GUEST: Well, it goes back a few years, maybe about 65. I happened to be working with my father one day on a milk route. We were in the dairy business. There's a gentleman by the name of Mr. Harvey that owned a little market in a small village, Waltz, Michigan. He was getting up in age and he was going to be selling his store. Every time I went in his store to deliver milk, I would kind of look up on the shelf and see this spice box. I guess I just felt I had to own it, so I just asked him if there was a chance I could buy this spice box. And so we made a deal. I don't really remember if it was $10 or $30. I do remember that I would pay Mr. Harvey a few dollars every week until it was paid off.
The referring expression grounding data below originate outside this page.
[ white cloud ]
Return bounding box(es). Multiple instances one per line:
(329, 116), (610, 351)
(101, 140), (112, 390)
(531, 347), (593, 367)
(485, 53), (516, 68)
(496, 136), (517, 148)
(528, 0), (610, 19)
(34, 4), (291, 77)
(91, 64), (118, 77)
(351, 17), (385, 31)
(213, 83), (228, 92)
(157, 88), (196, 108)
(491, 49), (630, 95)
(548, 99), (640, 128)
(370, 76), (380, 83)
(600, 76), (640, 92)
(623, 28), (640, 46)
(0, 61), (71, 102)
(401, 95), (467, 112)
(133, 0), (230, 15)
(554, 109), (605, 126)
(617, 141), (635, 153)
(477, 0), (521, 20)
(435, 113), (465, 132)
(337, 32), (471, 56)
APPRAISER: I gotta ask you, what was it for this piece to attract a ten-year-old boy?
GUEST: If you just look at the color, the uniqueness of the piece, I was just fascinated by it.
APPRAISER: When you set it on the table, the first thing I noticed was how brilliant the color is. After 38 years of being in this business, I can tell you this is not the first countertop spice rack I've seen out of a country store. I've seen a lot of them. But most of them look like somebody beat them up with a hammer and all the paint is gone, or lots of times, they'd just be painted black. And then they would have the stencil decoration. These panels here, the rooster and the hens and these ships, those were done by a machine process called lithography.
GUEST: Yes.
APPRAISER: And they would have done that probably before this piece was assembled on a flat piece of tin. The thing that blows your mind, and I've said this a million times: in this business, when an object talks to you from across the room...
GUEST: (laughing)
APPRAISER: ...that's the best kind. You've got to walk over there and look at it. Datewise, my thought would be-- I talked with a colleague-- probably from the 1880s maybe up to around 1900 or so.
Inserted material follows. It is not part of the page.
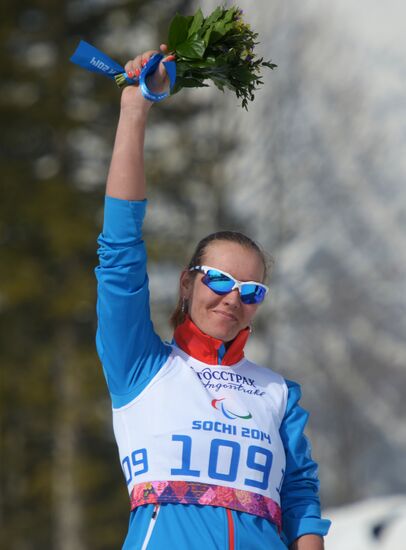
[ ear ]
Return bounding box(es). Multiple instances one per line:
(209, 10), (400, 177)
(179, 269), (193, 299)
GUEST: Do you want to taste some of the spices that have been in it for 65 years? (laughing)
APPRAISER: Probably not.
GUEST: They still smell really good.
APPRAISER: I bet they do. Oh, my gosh, those are the same spices that were in it when you bought it?
GUEST: Yeah, my wife almost threw these out, and I said, "Oh, my gosh!" So what I did do is I scooped them out and put the spices in plastic bags.
APPRAISER: Okay.
GUEST: But I'll tell you, every time I walk by this and smell that cinnamon...
APPRAISER: Makes you think about going back to that old store, I bet.
GUEST: It does.
APPRAISER: The people out there that like to recreate country stores, they are driven heavily by the "big boy with the most toy" sort of motivation. Easily, I could see, in a retail setting, the price would probably be around $4,000 to $6,000.
GUEST: Interesting. Let's see, if we worked that out-- let's call it $30-- that worked out quite well. (laughing) But the sentimental value truly is... for me, it's what it's all about.